На глаза навернулись слезы, но я попыталась подавить их, проглатывая ком в горле. Она права, но мне просто нужно время.
— Зря ты вышла так быстро, после того, что произошло. Насколько я знаю, ты отпрашивалась на месяц, в связи со свадьбой. Почему ты не уехала?
— Так получилось, — неохотно ответила я, защелкивая серебристые замки, — Скорее всего я воспользуюсь вашим предложением и позанимаюсь дома. Буду готовиться к отчетному концерту самостоятельно.
— Я могу приехать к тебе пару раз, прослушать, — согласилась Юлиана.
— Было бы неплохо, — через силу улыбнулась я, — До встречи.
— До свидания, Рита и помни, что я тебе сказала, — пожала мне руку педагог и вскоре я вышла из здания консерватории.
На улице моросил ледяной дождь, и я вспомнила, что нужно позвонить Саше, чтобы он приехал за мной. Набрала его номер, он обещал скоро быть. Пока ждала его, решила позвонить Бондаревой. Тетя Света взяла трубку после долгого ожидания, я уже думала, что не ответит:
— Тетя Света, привет, — начала я бодро, — Мама не может до вас дозвониться, вы куда пропали? И на похоронах вас не было.
— Зачем? — сухо спросила Бондарева, отчего я потеряла дар речи.
— Как зачем, — промямлила я, настолько удивилась, что растеряла все слова.
— Рита, наша семья не поддерживает отношения с теми, кто не входит в наш круг. Мы стараемся не общаться с чужими людьми, сама понимаешь.
— Это мы-то чужие? — удивилась я.
— Да, надеюсь, ваши неприятности закончатся, но на данный момент не считаем нужным впускать в свой круг совершенно посторонних нам людей.
— Но... — начала я, слушая короткие гудки в трубке. Ничего не поняла, если честно. Мы с мамой посторонние люди?! С чего бы это.
Внезапная злость просто затопила меня с головы до ног, прокатившись жаром по телу. Посторонние люди, мы с мамой? Вот как! Сжала кулачки до боли, чувствуя жесткую кожу ручки от кейса. Мама не поймет, она верит в своих подруг. Для нее это будет такой удар, что я не могу себе представить его последствия. Значит, Кувериной тоже можно не звонить. Мама и эти двое дружили давно, если Бондарева от нас отказалась, то и Куверина тоже.
Саша подъехал и вышел из машины, поднимая воротник черного пальто, открыл мне заднюю дверь. Быстро села, устраивая на сидении кейс с каплями дождя на кожаных боках.
— Домой? — спросил охранник, ныне водитель.
— Нет, отвези меня на работу к отцу, — ответила я, принимая решение, — Точнее в офис холдинга.
— Понял, — кивнул Саша и машина мягко тронулась с места.
Дворники еле справлялись с дождем, что уже разошелся во всю силу, превратившись в сильный ливень. Видимость была практически нулевая и фары встречных машин тонули в размазанном водном тумане. Зачем я еду к своему мужу? Что хочу от него услышать? Вымолить прощение за то, что я не совершала, вернуть все, как было? А как же папа, его не вернешь. Но я помогу маме, она не выживет в таком мире, который от нее отвернулся.

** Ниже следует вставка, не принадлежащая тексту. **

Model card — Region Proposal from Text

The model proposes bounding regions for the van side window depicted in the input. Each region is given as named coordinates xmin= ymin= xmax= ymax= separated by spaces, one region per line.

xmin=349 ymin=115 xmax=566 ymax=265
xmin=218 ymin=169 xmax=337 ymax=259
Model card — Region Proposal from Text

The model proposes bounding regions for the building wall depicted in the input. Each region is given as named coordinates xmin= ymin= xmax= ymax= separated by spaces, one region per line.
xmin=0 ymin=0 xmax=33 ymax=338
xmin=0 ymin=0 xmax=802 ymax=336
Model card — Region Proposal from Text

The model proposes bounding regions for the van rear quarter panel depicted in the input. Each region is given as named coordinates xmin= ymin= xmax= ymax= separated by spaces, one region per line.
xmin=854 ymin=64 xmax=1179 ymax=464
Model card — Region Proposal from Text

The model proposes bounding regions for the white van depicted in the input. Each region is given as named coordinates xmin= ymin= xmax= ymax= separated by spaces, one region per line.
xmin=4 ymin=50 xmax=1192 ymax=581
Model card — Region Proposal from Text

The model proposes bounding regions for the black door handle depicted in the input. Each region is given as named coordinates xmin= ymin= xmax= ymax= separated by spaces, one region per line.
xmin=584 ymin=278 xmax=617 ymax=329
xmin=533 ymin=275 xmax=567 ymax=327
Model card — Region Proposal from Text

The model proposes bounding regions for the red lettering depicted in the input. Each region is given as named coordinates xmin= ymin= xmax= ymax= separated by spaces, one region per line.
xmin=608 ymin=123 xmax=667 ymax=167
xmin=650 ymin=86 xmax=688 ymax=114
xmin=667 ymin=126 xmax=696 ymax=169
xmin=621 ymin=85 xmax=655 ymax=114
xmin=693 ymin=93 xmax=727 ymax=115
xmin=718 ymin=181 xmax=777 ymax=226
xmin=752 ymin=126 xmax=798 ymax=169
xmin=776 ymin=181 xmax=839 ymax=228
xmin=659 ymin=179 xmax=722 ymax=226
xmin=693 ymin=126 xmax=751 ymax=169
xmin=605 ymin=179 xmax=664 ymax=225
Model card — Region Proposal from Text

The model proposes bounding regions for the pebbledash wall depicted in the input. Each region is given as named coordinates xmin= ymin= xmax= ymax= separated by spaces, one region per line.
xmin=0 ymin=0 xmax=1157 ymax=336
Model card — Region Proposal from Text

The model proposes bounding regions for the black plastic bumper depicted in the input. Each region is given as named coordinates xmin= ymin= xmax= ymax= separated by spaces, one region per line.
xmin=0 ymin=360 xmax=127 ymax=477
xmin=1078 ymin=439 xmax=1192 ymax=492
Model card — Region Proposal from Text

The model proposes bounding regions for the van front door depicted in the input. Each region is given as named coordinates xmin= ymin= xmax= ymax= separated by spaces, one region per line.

У высокого здания офиса немного помедлила, всматриваясь в стеклянный фасад здания. Сколько раз я приезжала сюда к папе, проходила в его кабинет и долго сидела там тихо играя в углу или делая уроки. Папа никогда не выгонял меня, не говорил, что я ему мешаю. Иногда сам велел привезти к нему дочь, если я по какой-то причине не приезжала. Да, то время прошло и теперь я уже стою у тяжелой двери в папин бывший кабинет и смотрю на новую табличку, где на черном фоне золотыми буквами написано «Генеральный директор Рязанцев Артем Николаевич». Мой муж.
Собрав всю волю и выдохнув, нажимаю на ручку и открываю дверь. Вижу в приемной секретаря, которая хорошо меня знает и встает из-за стола, поправляя серый в полоску костюм:
— Маргарита Владимировна, здравствуйте, — вежливо улыбается женщина лет сорока пяти. Татьяна давно работает с моим папой, значит и новый директор ее оставил. Хорошо, что для персонала здесь ничего не поменялось.
— Артем Николаевич у себя? — спрашиваю ее, и она кивает, выходит из-за стола.
— Сейчас спрошу, примет он вас или нет.
— Татьяна, я его жена, — напоминаю ей, и женщина замолкает, виновато отводя взгляд, — Я сама разберусь со своим мужем.
Решительно открываю дверь и вхожу в кабинет, сталкиваюсь с острым взглядом стальных глаз, которые тут же режут меня по живому. Кажется, что я вся покрыта болезненными ранами, особенно в области груди: пульсирует и ноет боль, отдавая по всему телу. Артем откидывается на спинку кожаного кресла и смотрит на меня, потом усмехается и откладывает в сторону какие-то документы:
— А-а, дочь предателя, — муж кривит губы в злой улыбке, — Пришла просить милостыню?
Глава 9. Тебе некому мстить
Замираю на долю секунды на пороге, но тут же внутренне одергиваю себя. Прохожу к столу и сажусь в кресло напротив стола, не сводя взгляда с моего пока еще мужа. Молчание затягивается, и я не могу заставить себя произнести ни слова. Я вижу эти глаза, руки, губы, которые люблю до сих пор, несмотря ни на что. Мое сердечко трепыхается в груди, как у испуганной птички и в то же время заходится от счастья. Я словно ласкаю Артема взглядом, замечая на нем черную рубашку, золотые часы, волосы в небрежном, но элегантном пучке на затылке.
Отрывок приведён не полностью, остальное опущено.